Alex shook his head. “Back in the conference room he spun out a scenario so reasonable, it almost had me convinced.”

“You seemed to be going along when I left. What changed your mind?”

He shrugged. “I didn’t so much change my mind as decide I didn’t want it made for me. We’d all worked so hard. It was starting to look as if we might be able to deal with Beta ourselves. Though how to expel it safely at the very end — that I still hadn’t figured out, yet.”

Teresa recalled her dream about the fireball, erupting into the sky from a boiling ocean… rising, but certain to return.

“So maybe Spivey’s plan’s a good one… keeping it inside the Earth, but up so high it’ll lose mass slowly?”

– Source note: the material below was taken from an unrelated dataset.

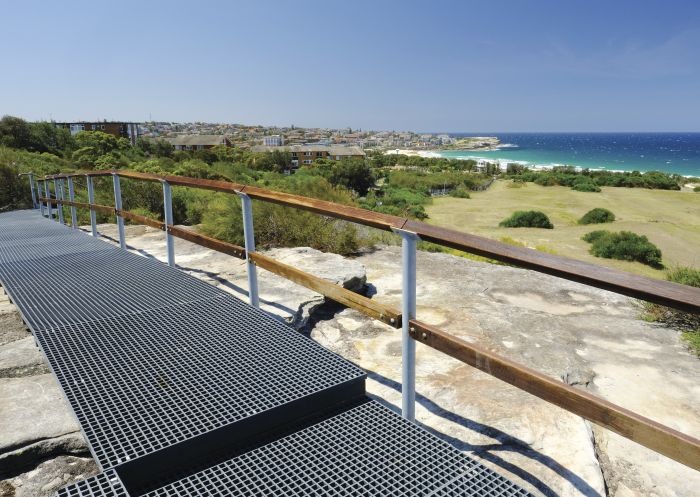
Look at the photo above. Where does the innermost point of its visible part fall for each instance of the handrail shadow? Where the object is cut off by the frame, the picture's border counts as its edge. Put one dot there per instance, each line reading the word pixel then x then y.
pixel 508 442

“Maybe… if it loses mass fast enough while in the mantle to make up for its gains lower down, if there aren’t instabilities we never calculated, if constant pumping on the gazer doesn’t crumble too many farms or cities or change the Earth’s innards somehow—”

“Could it do that?”

His face took on a perplexed look. “I don’t know. Last time I looked over my big model on Rapa Nui…” He shook his head. “Anyway, that’s where we’ve got to go now. From there we can answer Spivey’s proposition with one of our own.”